Around the mid-20th century the painting was in the hands of Henry Pearlman, a New Yorker who made his fortune in the cold storage business. Pearlman's passion for late 19th and early 20th century art ran deep and over three decades he amassed works by artists such as Soutine, Modigliani, Cézanne, Van Gogh, Renior, Manet, Matisse, Toulouse-Lautrec and lesser known artists. I love the sound of Henry Pearlman. His art collecting genuinely seems to have been based on true appreciation rather than sheer acquisitiveness. The Henry and Rose Pearlman Collection is on long-term loan to the Princeton University Art Museum and fifty artworks from the collection are in the touring exhibition Cézanne and the Modern: Masterpieces of European Art from the Pearlman Collection. You can catch the exhibition, as I did, at the Ashmolean Museum in Oxford until 22 June 2014. It then moves on, appropriately, to Aix en Provence before returning across the Atlantic to Atlanta, Gerogia and Vancouver, Canada, before ending its tour at the Princeton University Art Museum. The stars of the show, for me, are undoubtedly the Cézannes; the still-lifes and landscapes in particular.

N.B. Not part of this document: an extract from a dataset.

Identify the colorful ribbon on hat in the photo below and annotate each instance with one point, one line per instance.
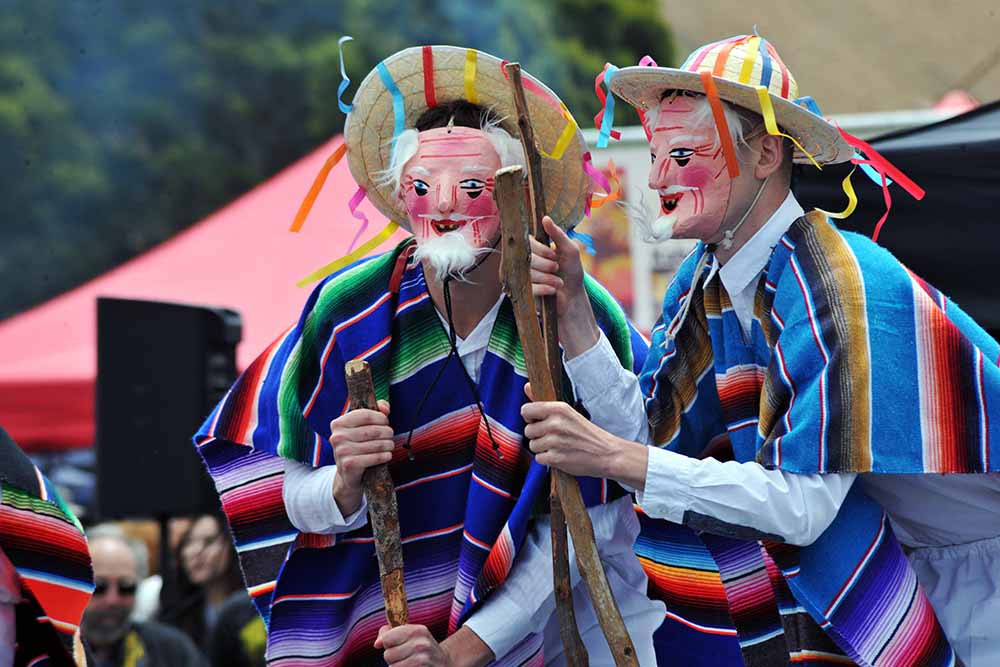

Pyrus communis "Jargonelle" |
In London, the pear blossom came and went in the blink of an eye this spring. Pink-tinged buds quickly opened to present pure white cups with delicate deep-red anther topped filaments. All too soon they faded, but what the blossom lacked in longevity it made up for in abundance. A promising number of acorn-sized green fruits, tinged with russet-brown, jostle for position. Espaliered against a south-facing brick wall, it's labelled Pyrus communis 'Jargonelle' - derived from the European or common pear. I like the fact the gardener broke the planting rules with this pear - "A tip bearer, not suitable for training into cordons or espaliers".

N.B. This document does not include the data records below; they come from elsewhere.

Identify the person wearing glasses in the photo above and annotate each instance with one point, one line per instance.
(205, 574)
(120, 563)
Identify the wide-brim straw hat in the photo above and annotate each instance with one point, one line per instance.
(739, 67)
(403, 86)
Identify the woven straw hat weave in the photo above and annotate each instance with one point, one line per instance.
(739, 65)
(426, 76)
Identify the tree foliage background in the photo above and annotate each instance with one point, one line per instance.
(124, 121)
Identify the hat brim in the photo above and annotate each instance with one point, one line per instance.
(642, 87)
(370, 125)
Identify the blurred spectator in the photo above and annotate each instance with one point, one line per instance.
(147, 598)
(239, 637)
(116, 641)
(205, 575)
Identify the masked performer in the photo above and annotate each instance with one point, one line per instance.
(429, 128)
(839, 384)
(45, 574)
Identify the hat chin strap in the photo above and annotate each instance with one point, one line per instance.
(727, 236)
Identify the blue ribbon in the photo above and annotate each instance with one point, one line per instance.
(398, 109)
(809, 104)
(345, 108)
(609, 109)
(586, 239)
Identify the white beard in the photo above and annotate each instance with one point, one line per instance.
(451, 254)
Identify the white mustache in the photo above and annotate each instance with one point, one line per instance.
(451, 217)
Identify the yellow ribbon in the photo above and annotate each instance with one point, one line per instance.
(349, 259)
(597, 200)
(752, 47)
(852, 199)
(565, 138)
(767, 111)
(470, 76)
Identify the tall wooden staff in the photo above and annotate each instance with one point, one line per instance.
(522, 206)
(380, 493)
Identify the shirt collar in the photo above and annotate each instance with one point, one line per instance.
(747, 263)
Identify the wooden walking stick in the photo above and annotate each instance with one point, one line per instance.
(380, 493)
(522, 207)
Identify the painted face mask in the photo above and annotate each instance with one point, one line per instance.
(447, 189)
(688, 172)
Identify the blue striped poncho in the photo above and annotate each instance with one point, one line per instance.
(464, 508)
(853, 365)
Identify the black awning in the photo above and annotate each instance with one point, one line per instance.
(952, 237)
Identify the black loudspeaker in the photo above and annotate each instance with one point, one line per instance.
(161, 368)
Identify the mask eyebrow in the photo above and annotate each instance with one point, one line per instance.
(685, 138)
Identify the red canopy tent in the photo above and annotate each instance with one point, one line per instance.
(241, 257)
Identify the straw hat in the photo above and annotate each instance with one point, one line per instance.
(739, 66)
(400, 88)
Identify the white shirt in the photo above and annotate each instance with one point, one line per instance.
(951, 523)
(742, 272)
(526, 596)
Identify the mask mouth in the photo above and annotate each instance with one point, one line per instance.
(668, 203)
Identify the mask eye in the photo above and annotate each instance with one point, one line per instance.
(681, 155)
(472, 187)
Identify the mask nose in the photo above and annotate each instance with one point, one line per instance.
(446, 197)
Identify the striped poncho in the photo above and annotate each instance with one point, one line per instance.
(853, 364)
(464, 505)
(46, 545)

Sadness at the withered blossom is replaced by the hope for a basket of ripe, juicy pears come September - even if they will be enjoyed by someone else. By the 17th century 300 pear varieties were recorded and the French were the fruits main champion. The Jargonelle, or Gergonell, is one of the few survivors of the wave of pear varieties which arrived in the UK from France in the early 17th century. It's an early pear, and the first to ripen are the worst keepers. Decay in pears starts from the core so a perfectly good looking fruit may be hiding a shrivelled, brown heart.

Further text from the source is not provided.